Language and Grammar (Bison 3.8.1)

1.1 Languages and Context-Free Grammars

In order for Bison to parse a language, it must be described by a context-free grammar. This means that you specify one or more syntactic groupings and give rules for constructing them from their parts. For example, in the C language, one kind of grouping is called an ‘expression’. One rule for making an expression might be, “An expression can be made of a minus sign and another expression”. Another would be, “An expression can be an integer”. As you can see, rules are often recursive, but there must be at least one rule which leads out of the recursion.

The most common formal system for presenting such rules for humans to read is Backus-Naur Form or “BNF”, which was developed in order to specify the language Algol 60. Any grammar expressed in BNF is a context-free grammar. The input to Bison is essentially machine-readable BNF.

There are various important subclasses of context-free grammars. Although it can handle almost all context-free grammars, Bison is optimized for what are called LR(1) grammars. In brief, in these grammars, it must be possible to tell how to parse any portion of an input string with just a single token of lookahead. For historical reasons, Bison by default is limited by the additional restrictions of LALR(1), which is hard to explain simply. See Mysterious Conflicts, for more information on this. You can escape these additional restrictions by requesting IELR(1) or canonical LR(1) parser tables. See LR Table Construction, to learn how.

Parsers for LR(1) grammars are deterministic, meaning roughly that the next grammar rule to apply at any point in the input is uniquely determined by the preceding input and a fixed, finite portion (called a lookahead) of the remaining input. A context-free grammar can be ambiguous, meaning that there are multiple ways to apply the grammar rules to get the same inputs. Even unambiguous grammars can be nondeterministic, meaning that no fixed lookahead always suffices to determine the next grammar rule to apply. With the proper declarations, Bison is also able to parse these more general context-free grammars, using a technique known as GLR parsing (for Generalized LR). Bison’s GLR parsers are able to handle any context-free grammar for which the number of possible parses of any given string is finite.

In the formal grammatical rules for a language, each kind of syntactic unit or grouping is named by a symbol. Those which are built by grouping smaller constructs according to grammatical rules are called nonterminal symbols; those which can’t be subdivided are called terminal symbols or token kinds. We call a piece of input corresponding to a single terminal symbol a token, and a piece corresponding to a single nonterminal symbol a grouping.

We can use the C language as an example of what symbols, terminal and nonterminal, mean. The tokens of C are identifiers, constants (numeric and string), and the various keywords, arithmetic operators and punctuation marks. So the terminal symbols of a grammar for C include ‘identifier’, ‘number’, ‘string’, plus one symbol for each keyword, operator or punctuation mark: ‘if’, ‘return’, ‘const’, ‘static’, ‘int’, ‘char’, ‘plus-sign’, ‘open-brace’, ‘close-brace’, ‘comma’ and many more. (These tokens can be subdivided into characters, but that is a matter of lexicography, not grammar.)
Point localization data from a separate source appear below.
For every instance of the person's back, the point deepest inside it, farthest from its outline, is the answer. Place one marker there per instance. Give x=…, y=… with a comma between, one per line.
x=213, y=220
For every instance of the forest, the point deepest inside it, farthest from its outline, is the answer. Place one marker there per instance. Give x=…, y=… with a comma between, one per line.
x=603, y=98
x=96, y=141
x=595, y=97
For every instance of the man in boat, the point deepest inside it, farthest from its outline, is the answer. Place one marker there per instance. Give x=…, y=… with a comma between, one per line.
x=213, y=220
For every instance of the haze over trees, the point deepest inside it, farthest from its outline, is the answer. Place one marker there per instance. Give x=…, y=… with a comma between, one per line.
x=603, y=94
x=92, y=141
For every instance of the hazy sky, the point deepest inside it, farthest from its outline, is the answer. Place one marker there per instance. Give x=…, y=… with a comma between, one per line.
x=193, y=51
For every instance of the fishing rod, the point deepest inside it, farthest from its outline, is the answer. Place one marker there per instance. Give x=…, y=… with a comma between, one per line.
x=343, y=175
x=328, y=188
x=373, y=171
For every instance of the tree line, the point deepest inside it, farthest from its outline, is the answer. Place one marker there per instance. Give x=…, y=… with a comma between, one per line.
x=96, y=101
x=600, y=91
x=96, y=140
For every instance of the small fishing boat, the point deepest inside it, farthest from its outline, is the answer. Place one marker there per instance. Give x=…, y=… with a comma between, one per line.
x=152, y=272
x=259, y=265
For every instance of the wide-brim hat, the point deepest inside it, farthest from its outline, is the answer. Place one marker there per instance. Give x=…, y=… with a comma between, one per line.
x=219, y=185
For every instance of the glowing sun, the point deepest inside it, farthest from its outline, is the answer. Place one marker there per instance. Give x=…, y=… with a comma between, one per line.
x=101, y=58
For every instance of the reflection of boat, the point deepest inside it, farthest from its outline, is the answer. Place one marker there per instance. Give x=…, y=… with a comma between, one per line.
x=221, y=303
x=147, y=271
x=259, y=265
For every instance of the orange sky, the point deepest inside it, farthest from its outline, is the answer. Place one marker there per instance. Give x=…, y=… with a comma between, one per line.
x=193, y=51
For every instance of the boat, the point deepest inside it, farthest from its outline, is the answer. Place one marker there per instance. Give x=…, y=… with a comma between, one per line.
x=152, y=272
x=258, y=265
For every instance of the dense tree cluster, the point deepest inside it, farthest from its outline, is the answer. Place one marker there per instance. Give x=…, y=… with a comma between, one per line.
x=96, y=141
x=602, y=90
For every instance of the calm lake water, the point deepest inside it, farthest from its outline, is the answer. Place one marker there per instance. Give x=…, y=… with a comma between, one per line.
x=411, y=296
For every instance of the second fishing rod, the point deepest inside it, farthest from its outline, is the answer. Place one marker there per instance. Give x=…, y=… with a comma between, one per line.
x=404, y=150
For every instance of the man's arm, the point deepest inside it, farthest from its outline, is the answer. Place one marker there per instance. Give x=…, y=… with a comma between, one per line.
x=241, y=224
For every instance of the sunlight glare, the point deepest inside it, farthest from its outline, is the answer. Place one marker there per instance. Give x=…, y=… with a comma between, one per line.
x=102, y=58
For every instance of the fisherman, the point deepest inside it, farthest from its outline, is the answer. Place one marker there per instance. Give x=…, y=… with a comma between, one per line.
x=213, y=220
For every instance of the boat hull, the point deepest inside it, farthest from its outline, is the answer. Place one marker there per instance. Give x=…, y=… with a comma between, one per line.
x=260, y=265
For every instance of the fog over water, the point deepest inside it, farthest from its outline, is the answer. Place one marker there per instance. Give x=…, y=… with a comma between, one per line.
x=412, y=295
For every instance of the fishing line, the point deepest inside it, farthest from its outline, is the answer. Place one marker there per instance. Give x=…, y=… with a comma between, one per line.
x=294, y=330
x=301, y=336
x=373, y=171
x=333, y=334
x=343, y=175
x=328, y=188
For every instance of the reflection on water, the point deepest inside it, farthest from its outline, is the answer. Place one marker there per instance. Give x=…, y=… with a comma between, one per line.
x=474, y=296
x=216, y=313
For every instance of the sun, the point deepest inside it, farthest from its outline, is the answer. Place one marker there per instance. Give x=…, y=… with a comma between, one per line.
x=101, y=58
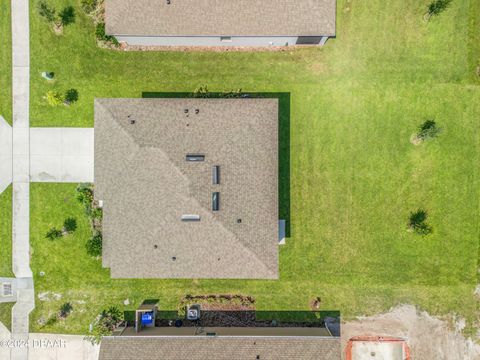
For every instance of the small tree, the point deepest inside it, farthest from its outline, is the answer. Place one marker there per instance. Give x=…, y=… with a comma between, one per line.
x=69, y=225
x=46, y=11
x=85, y=196
x=436, y=7
x=428, y=130
x=65, y=310
x=53, y=234
x=417, y=222
x=71, y=96
x=89, y=6
x=67, y=16
x=201, y=92
x=102, y=35
x=54, y=98
x=94, y=245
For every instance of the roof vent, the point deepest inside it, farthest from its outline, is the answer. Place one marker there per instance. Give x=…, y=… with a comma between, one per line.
x=216, y=175
x=190, y=217
x=195, y=157
x=215, y=201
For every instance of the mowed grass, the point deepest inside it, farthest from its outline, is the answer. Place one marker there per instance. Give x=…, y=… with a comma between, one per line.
x=354, y=175
x=6, y=249
x=6, y=61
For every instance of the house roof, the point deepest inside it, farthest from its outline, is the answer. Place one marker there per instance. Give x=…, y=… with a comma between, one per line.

Here is a simple C function subdivided into tokens:

int             /* keyword ‘int’ */
square (int x)  /* identifier, open-paren, keyword ‘int’,
                   identifier, close-paren */
{               /* open-brace */
  return x * x; /* keyword ‘return’, identifier, asterisk,
                   identifier, semicolon */
}               /* close-brace */

The syntactic groupings of C include the expression, the statement, the declaration, and the function definition. These are represented in the grammar of C by nonterminal symbols ‘expression’, ‘statement’, ‘declaration’ and ‘function definition’. The full grammar uses dozens of additional language constructs, each with its own nonterminal symbol, in order to express the meanings of these four. The example above is a function definition; it contains one declaration, and one statement. In the statement, each ‘x’ is an expression and so is ‘x * x’.

Each nonterminal symbol must have grammatical rules showing how it is made out of simpler constructs. For example, one kind of C statement is the return statement; this would be described with a grammar rule which reads informally as follows:

A ‘statement’ can be made of a ‘return’ keyword, an ‘expression’ and a ‘semicolon’.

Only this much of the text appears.